Walaupun ada beberapa orang yang terus terang mengakui, maupun yang menganggap
pendidikan Islam yang benar haruslah mengajarkan ajaran formal tentang
Islam. Diskusi tentang mewujudkan pendidikan Islam yang benar memang
terjadi, tapi tidak ada seorang peserta-pun yang menafikan dan mengingkari
peranan berbagai corak pendidikan Islam yang telah ada.
Penyelenggaraan pendidikan
Islam di negeri manapun, tidak hanya di sampaikan dalam ajaran-ajaran formal
Islam di sekolah-sekolah agama/madrasah belaka, melainkan juga melalui
sekolah-sekolah non-agama yang berserak diseluruh penjuru dunia. Demikian juga,
semangat menjalankan ajaran Islam, datangnya lebih banyak dari
komunikasi di luar sekolah, antara berbagai komponen masyarakat Islam.
Hal lain yang harus diterima sebagai kenyataan
hidup kaum muslimin di mana-mana, adalah respon umat Islam terhadap tantangan
modernisasi, seperti pengentasan kemiskinan, pelestarian lingkungan hidup
dan sebagainya, adalah respon yang tak kalah bermanfaatnya bagi pendidikan Islam,
yang perlu kita renungkan secara mendalam.

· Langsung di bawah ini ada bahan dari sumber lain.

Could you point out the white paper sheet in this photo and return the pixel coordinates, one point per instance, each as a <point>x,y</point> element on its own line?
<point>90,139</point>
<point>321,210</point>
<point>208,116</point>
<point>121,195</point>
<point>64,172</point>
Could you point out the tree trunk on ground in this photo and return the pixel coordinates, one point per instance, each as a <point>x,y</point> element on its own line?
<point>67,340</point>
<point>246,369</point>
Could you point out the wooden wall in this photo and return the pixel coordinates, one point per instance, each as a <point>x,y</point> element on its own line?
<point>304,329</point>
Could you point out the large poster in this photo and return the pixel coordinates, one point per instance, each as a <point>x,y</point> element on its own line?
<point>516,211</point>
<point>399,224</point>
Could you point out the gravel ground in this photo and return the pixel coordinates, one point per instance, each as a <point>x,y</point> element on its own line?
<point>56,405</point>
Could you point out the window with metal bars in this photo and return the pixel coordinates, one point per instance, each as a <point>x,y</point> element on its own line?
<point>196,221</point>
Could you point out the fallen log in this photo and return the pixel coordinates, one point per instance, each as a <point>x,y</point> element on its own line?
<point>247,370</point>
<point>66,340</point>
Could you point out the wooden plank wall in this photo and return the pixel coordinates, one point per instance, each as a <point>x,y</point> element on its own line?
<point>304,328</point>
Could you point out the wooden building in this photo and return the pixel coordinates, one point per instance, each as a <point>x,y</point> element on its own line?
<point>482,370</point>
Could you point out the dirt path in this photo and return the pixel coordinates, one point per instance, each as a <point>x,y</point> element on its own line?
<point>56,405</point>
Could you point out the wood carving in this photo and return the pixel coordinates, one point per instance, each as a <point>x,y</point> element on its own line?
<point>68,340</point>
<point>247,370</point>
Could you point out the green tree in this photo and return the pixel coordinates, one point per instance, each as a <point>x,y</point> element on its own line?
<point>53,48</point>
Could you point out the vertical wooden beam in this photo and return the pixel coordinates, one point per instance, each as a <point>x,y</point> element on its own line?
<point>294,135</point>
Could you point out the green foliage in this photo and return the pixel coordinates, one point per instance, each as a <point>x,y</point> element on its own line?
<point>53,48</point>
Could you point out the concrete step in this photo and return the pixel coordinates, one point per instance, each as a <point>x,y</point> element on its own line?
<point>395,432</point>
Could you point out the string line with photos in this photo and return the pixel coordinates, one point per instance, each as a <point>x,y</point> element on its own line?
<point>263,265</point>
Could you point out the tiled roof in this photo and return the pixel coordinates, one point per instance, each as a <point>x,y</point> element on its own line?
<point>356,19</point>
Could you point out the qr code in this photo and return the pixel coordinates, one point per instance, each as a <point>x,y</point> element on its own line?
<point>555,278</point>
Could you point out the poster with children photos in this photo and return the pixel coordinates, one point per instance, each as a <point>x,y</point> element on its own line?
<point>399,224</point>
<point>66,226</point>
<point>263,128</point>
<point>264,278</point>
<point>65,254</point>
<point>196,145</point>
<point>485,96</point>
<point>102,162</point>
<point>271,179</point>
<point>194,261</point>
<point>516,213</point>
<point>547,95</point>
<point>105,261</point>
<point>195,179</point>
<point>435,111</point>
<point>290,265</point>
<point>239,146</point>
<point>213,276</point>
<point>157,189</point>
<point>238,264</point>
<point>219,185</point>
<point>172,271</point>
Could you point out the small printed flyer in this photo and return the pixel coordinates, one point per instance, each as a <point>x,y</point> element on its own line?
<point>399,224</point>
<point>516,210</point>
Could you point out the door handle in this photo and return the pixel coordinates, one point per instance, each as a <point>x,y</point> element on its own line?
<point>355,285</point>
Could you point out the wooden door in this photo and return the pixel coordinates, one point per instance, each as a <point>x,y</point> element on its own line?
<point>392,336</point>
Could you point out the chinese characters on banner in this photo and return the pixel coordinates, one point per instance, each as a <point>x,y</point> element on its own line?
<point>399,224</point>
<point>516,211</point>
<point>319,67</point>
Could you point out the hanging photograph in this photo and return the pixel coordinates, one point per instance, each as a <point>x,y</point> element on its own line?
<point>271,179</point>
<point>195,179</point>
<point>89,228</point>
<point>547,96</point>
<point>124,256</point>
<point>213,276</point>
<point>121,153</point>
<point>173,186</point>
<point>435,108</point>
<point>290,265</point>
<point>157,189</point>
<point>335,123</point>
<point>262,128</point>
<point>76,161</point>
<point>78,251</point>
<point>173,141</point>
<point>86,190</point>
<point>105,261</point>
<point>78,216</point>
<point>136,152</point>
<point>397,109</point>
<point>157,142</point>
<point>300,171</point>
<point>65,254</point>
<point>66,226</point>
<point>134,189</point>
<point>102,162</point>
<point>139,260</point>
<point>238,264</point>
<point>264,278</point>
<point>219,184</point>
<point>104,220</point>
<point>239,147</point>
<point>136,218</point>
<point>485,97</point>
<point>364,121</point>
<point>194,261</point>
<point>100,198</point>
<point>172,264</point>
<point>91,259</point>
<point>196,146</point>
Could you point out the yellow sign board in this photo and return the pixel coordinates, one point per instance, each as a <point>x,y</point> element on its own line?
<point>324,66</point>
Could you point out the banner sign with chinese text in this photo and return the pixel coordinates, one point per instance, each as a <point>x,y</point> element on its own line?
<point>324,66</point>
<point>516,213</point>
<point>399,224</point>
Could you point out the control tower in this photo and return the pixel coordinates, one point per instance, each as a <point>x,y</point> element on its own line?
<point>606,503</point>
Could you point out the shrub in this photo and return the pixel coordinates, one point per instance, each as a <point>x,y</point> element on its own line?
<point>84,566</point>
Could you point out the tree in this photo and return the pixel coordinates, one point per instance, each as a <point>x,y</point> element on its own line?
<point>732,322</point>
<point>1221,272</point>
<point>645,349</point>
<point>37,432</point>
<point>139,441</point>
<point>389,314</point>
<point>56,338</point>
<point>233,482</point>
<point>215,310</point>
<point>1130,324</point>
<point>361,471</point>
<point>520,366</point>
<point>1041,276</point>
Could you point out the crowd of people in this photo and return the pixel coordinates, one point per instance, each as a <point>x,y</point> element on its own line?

Pendidikan Islam, tentu saja
harus sanggup meluruskan responsi terhadap tantangan modernisasi itu, namun
kesadaran kepada hal itu justru belum ada dalam pendidikan Islam di mana-mana.
Hal inilah yg merisaukan hati Gus Dur, karena ujungnya adalah diperlukan
jawaban yang benar atas pernyataan berikut: Bagaimanakah caranya membuat
kesadaran struktural sebagai bagian natural dari perkembangan pendidikan Islam?
Dengan ungkapan lain, kita harus menyimak perkembangan pendidikan Islam di
berbagai tempat, dan membuat peta yang jelas tentang konfigurasi pendidikan
Islam itu sendiri. Ini merupakan pekerjaan rumah, yang mau tak mau harus
ditangani dengan baik.
Jelas dari uraian diatas,
pendidikan Islam memiliki begitu banyak model pengajaran baik yang berupa
pendidikan sekolah, maupun pendidikan non-formal seperti pengajian,
arisan dan sebagainya. Ketidakmampuan memahami kenyataan keberagaman ini, yaitu
hanya melihat lembaga pendidikan formal seperti sekolah dan madrasah di tanah
air sebagai sebuah institusi pendidikan Islam, hanyalah akan mempersempit
pandangan kita tentang pendidikan Islam itu sendiri. Ini berarti, kita hanya
mementingkan satu sisi belaka dari pendidikan Islam, dan melupakan sisi
non-formal dari pendidikan Islam itu sendiri. Tentu saja menjadi berat tugas
para perencana pendidikan Islam, kenyataan ini menunjukkan di sinilah terletak
lokasi perjuangan pendidikan Islam.
Senada dengan apa yang
disampaikan oleh Gus Dur, banyak pemikir yang menyampaikan hal yang sama,
diantaranya adalah Kamrani Buseri, menurutnya,
pada dasarnya pendidikan Islam adalah upaya untuk mencapai kemajuan
perkembangan bagi individu peserta didik. Dalam Islam yang disebut kemajuan itu
adalah mencakup kemajuan fisik material dan kemajuan mental spritual yang
keduanya ditujukan untuk mencapai kebahagiaan dunia dan akhirat”.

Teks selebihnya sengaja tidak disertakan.